Peter C. Jurs
- Professor Emeritus of Chemistry
Research Interests
Computer applications in chemistry; studies of relationships between molecular structure and chemical properties (chromatographic retention, boiling points, aqueous solubilities) or biological activities (pharmaceutical effects or toxic effects); applications of computational methods including pattern recognition and neural networks and multivariate statistics to analytical data interpretation.

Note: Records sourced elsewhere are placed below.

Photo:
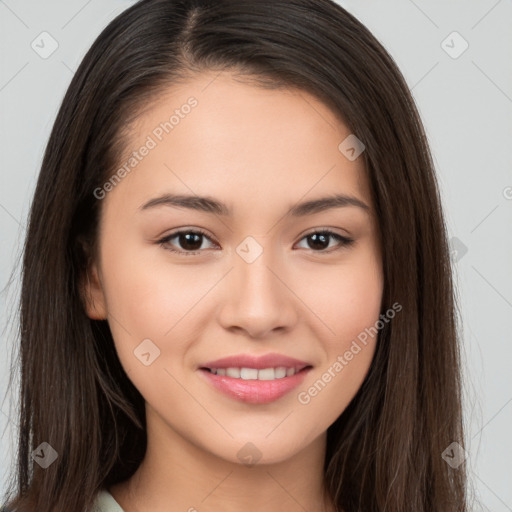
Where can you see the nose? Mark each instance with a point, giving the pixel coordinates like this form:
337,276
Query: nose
257,298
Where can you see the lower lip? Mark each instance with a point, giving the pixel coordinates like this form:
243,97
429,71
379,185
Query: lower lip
255,391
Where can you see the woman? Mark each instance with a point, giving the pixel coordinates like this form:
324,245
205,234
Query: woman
237,289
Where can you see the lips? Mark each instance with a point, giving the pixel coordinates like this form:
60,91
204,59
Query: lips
257,362
255,379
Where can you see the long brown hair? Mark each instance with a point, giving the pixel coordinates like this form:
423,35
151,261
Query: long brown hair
384,452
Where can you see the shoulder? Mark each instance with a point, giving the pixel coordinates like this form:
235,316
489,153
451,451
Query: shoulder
105,502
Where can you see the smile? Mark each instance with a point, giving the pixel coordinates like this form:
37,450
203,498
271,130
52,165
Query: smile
256,374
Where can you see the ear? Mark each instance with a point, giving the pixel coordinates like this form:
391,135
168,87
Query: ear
92,292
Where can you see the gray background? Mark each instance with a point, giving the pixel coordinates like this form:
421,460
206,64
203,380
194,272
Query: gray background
465,99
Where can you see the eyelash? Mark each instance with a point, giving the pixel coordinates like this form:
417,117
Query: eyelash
344,241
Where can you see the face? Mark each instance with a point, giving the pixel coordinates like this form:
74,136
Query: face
283,291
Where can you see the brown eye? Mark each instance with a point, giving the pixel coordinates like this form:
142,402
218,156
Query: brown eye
188,241
318,241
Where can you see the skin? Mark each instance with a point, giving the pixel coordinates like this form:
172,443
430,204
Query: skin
260,152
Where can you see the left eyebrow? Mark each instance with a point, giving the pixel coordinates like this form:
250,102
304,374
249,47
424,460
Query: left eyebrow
211,205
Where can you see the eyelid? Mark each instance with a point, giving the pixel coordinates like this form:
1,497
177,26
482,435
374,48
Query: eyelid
343,241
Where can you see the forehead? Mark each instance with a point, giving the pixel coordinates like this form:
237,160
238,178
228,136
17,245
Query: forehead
251,146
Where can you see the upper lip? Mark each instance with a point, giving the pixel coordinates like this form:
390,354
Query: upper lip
258,362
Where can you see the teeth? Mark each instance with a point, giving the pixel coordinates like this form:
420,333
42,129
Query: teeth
255,374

Applications of Computers to Chemical Problems
Professor
Jurs and his students are developing and using computer-assisted
methods to investigate relationships that link molecular structures of
organic compounds with their chemical properties or biological
activities.
Computer-assisted methods can be used to investigate
relationships between molecular structure and chemical properties for
large sets of organic compounds. This approach is data intensive and
inductive because a large training set of compounds with known property
values is the starting point for each study. Such studies involve the
following steps: a) graphical entry and storage of the structures to be
used to develop the model along with their experimental property
values, b) three-dimensional molecular modeling using either molecular
mechanics or molecular orbital approaches, c) molecular structure
descriptor generation, (d) analysis of the descriptors for utility,
that is, feature selection, by interactive, user-guided methods or
simulated annealing or genetic algorithm methods, and e) the
development of quantitative predictive models using multivariate
statistical methods or computational neural networks. Structural
descriptors include topological, geometric, electronic, and hybrid
representations of the molecular structures. Studies of computational
neural networks involve feed-forward, fully-connected three-layer
neural networks for quantitative prediction of properties. They also
include the use of self-organizing maps and similar neural networks for
classification tasks. Once a structure-property model has been
developed, it can be used to predict the property for new compounds
that were not part of the training set.
Examples of application areas where this methodology
has been used include gas chromatography retention indices,
high-performance liquid chromatography retention times, ion mobility
spectrometry reduced mobility constants, Henry's law constants, normal
boiling points, aqueous solubilities, supercritical carbon dioxide
solubilities, surface tensions, vapor pressures, and autoignition
temperatures.
Similar computer-assisted methods also can be used
to investigate the area of quantitative structure-activity
relationships. This area of study encompasses attempts to rationalize
the connections between the molecular structures of organic compounds
and their biological activities. Techniques drawn from chemical
structure information handling, physical organic chemistry, pattern
recognition, multivariate statistics, conformational analysis,
molecular orbital theory, data analysis using computational neural
networks, genetic algorithms, and other areas form this new approach to
structure-activity studies. Such research has many areas of
application, and work is proceeding in Professor Jurs' group on several
different types of biologically active compounds.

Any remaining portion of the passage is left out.